Zeitweise hatten wir keinen Religionslehrer. Unser Vater sprang dann ein (was einem als Sohn abverlangt, ein besonders guter Schüler zu sein!). Wenn ich mich recht entsinne, einmal sogar über einen längeren Zeitraum; vertrauensvoll wurde er von den kleineren Schülern dann mit „Onkel Pastor“ angeredet. Während einer Pause (das Pausenende wurde übrigens immer mit so einem merkwürdigen Metallteil eingeläutet, angeblich einem Rest einer Bombe oder so) waren einmal alle Kinder unter der Aufsicht von Herrn Möller und meinem Vater auf dem Schulhof, als einem der beiden Herren wohl der Gedanke gekommen war, sich sportlich zu betätigen. Und unter dem Gejohle und dem Staunen sämtlicher Kinder kletterten sie um die Wette die beiden Kletterstangen hoch: der Lehrer und der Pastor. Unerhört, so was!

Sowieso, der Sport!

Ich erinnere mich an umfangreiche Vorbereitungsmaßnahmen des CVJM fürs gemeinsame Sportabzeichen, da wurde trainiert, eine Laufstrecke vermessen am Echternort, usw. Schließlich die Meldung in der regionalen Presse: Pastor macht mit den CVJM-Jugendlichen das Sportabzeichen (Wahnsinn: ein Pastor in Turnhose!!!).

Noch „schlimmer“ traf es sich eines schönen Sommertages im Bünder Freibad: Nur sehr selten kam es vor, dass unser Vater zum Baden mitging, zu sehr war er zeitlich eingebunden in seine Arbeit. Aber an dem Tag muss es wohl besonders heiß gewesen sein. Ich erinnere mich an seine fürchterliche (weil völlig unmoderne!) Badehose, die ich als Sohn recht peinlich empfand.

Aber es kam noch schlimmer: Mein Vater stieg (er war da schon über 50!) auf den Sprungturm, inspizierte die 5-m-Plattform – bis zu dem Zeitpunkt habe ich mich noch sehr geschämt – und machte dann einen wirklich perfekten Handstand, gefolgt von einem eleganten Überschlag und mit dem Kopf voran – äußerst sauber – ins Wasser. Mir und meinen Bünder Freunden hat’s die Sprache verschlagen. – Nur als ich dann zu Hause ganz stolz über diese Sportsensation berichten wollte, winkte meine Mutter wissend ab: „Mit dem Sprung hat er mich schon als junge Frau beeindruckt, dass er den noch hinkriegt…!“

Je länger ich in meinem Kopf krame, desto mehr fällt mir ein: Gemeindeausflüge, Kindergottesdienstfeste auf diversen Kuhwiesen des Dorfes, Altennachmittag am Erntedankfest, Volksliederabende am Hücker Moor, Krippenspiele zu Weihnachten. Fahrten zum Herforder Theater, Sennetreffen, Zelten der Jungschar am Blauen See im Wiehengebirge, Nachwuchsförderung und –unterricht im Posaunenchor durch Helmut Klausing…und…und…und.

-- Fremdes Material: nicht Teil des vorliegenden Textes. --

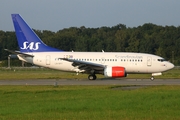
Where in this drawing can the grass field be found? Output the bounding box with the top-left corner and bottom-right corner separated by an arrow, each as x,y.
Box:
0,68 -> 180,80
0,86 -> 180,120
0,68 -> 180,120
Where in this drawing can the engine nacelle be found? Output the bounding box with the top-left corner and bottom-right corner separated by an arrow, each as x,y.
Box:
104,66 -> 127,78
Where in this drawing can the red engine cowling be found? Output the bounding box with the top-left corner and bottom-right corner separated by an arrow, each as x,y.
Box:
104,66 -> 127,78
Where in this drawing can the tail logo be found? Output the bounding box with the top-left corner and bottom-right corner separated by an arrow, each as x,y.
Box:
21,42 -> 41,50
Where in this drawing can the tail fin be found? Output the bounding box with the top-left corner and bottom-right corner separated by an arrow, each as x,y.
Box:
11,14 -> 61,52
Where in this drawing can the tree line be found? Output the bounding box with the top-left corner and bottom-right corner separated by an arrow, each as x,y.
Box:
0,23 -> 180,65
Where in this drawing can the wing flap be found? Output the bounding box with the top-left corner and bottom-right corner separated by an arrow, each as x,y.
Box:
61,58 -> 105,71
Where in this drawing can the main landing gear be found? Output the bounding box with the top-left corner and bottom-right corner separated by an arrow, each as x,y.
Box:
88,74 -> 97,80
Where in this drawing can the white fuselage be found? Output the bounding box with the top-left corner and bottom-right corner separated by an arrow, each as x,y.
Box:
18,52 -> 174,73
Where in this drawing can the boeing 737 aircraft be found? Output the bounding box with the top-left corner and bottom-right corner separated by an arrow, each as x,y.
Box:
6,14 -> 174,80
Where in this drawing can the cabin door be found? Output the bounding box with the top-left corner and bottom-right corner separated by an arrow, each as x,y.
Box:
46,55 -> 51,65
147,57 -> 152,67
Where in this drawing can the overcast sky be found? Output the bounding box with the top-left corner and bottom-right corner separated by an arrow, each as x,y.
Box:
0,0 -> 180,32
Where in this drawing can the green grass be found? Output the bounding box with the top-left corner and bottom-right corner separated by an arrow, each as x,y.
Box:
0,68 -> 180,80
0,86 -> 180,120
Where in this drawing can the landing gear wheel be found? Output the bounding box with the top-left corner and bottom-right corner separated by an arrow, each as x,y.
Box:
88,75 -> 97,80
151,76 -> 154,81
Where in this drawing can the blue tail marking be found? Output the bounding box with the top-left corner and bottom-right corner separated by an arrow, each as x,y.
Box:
11,14 -> 62,52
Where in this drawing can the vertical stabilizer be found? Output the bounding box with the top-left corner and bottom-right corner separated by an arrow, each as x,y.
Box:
12,14 -> 61,52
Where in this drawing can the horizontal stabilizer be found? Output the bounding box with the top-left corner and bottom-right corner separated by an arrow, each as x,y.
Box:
4,49 -> 34,57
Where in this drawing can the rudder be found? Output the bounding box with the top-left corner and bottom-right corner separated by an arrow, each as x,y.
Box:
11,14 -> 61,52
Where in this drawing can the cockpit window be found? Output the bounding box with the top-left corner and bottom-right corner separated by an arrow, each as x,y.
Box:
158,59 -> 166,62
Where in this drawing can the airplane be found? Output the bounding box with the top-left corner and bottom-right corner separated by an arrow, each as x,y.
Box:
5,14 -> 174,80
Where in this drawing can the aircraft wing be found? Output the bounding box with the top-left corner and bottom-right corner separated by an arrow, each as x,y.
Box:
61,58 -> 106,72
4,49 -> 34,57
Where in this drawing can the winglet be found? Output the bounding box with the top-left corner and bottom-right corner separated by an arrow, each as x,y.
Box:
11,14 -> 61,52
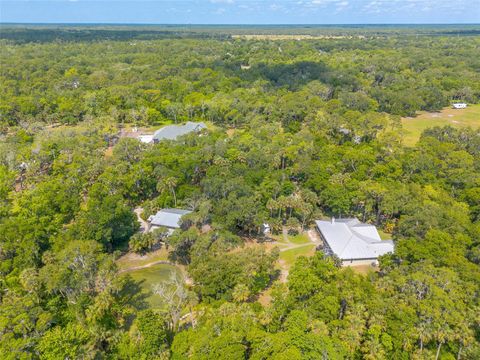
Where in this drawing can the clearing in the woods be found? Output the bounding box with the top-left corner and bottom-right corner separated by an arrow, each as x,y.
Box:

Naja, und Pastors Kinder immer irgendwo mittendrin dabei.

Wenn ich heute so oft Menschen klagen höre über eine schwere Kindheit: Ich kann mich dem nicht anschließen: wir hatten längst nicht alles, unser „Reichtum“ bestand aus ganz anderen Dingen: aus guter Nachbarschaft, fröhlichem Spielen, wenig Neid und Missgunst. Es gab viele Einschränkungen, die wir oftmals gar nicht als solche wahrgenommen haben.

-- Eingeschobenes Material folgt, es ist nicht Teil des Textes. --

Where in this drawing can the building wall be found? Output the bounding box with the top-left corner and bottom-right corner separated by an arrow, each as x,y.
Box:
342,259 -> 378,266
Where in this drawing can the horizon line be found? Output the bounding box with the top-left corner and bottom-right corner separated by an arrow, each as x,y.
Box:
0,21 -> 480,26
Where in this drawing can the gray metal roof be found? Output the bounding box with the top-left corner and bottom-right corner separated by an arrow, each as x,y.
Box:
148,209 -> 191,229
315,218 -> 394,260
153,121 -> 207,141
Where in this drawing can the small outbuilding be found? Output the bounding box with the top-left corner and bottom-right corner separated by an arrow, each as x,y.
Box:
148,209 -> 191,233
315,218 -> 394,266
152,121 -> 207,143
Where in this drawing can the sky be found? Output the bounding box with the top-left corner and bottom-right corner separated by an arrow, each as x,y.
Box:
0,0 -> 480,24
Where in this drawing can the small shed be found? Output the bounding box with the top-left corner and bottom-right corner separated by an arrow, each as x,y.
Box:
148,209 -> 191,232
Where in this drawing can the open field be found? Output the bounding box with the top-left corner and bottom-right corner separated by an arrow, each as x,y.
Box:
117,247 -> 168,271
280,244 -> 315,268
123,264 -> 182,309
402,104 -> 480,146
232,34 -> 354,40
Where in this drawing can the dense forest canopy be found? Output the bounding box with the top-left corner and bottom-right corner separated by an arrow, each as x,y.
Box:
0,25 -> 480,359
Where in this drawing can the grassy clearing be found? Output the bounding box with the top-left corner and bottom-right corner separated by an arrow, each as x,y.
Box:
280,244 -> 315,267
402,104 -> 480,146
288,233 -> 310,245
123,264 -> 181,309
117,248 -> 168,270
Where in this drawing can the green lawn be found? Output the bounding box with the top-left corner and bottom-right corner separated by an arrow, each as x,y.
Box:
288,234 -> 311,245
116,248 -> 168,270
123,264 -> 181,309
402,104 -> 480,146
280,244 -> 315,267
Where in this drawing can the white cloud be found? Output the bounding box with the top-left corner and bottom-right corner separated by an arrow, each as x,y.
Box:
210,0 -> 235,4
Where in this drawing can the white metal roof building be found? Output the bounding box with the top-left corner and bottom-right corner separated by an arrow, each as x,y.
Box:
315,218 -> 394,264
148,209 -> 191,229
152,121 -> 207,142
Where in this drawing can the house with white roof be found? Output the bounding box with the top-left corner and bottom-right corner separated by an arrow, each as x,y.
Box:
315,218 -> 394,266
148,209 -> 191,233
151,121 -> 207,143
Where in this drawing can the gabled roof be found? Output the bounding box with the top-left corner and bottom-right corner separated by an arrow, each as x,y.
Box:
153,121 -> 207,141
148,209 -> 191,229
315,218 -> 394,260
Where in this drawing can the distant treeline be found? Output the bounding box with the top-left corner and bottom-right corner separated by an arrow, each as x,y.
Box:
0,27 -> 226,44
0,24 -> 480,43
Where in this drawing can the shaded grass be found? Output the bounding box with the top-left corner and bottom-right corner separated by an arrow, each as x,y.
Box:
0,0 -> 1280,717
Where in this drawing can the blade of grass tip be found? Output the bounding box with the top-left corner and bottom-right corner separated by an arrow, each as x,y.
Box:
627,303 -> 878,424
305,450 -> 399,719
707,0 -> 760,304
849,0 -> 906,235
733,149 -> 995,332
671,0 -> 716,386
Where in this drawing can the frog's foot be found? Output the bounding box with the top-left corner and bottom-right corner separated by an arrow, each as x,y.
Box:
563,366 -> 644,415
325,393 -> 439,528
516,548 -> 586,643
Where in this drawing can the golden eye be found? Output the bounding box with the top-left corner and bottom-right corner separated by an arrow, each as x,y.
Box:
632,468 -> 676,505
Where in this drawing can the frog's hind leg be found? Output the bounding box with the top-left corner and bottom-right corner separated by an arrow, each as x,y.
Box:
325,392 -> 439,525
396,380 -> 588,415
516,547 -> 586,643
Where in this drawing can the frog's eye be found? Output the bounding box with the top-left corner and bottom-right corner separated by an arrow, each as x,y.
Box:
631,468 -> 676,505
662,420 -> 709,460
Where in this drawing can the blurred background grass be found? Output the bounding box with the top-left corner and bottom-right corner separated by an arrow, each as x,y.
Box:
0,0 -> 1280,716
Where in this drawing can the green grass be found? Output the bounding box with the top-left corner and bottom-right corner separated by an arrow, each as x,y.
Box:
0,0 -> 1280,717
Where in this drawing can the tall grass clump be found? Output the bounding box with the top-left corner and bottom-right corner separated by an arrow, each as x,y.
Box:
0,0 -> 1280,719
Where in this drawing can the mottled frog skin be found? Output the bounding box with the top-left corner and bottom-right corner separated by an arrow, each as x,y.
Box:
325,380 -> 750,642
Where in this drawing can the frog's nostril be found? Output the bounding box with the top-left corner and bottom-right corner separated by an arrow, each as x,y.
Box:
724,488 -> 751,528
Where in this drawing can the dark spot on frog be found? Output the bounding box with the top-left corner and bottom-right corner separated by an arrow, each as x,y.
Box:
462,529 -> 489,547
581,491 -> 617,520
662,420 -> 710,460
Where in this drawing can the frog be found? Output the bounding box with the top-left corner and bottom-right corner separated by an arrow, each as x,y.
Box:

Vielleicht müssten wir alle uns viel mehr an jene Nachkriegs- und Aufbauzeit entsinnen, die mich zumindest nachhaltig geprägt hat und derer ich mich dankbar erinnere.

Dankbar auch und ganz besonders in Bezug auf die Menschen in Hücker-Aschen.

Traugott Böhlke

Quelle: Festschrift vom Dorffest (850 Jahr Feier).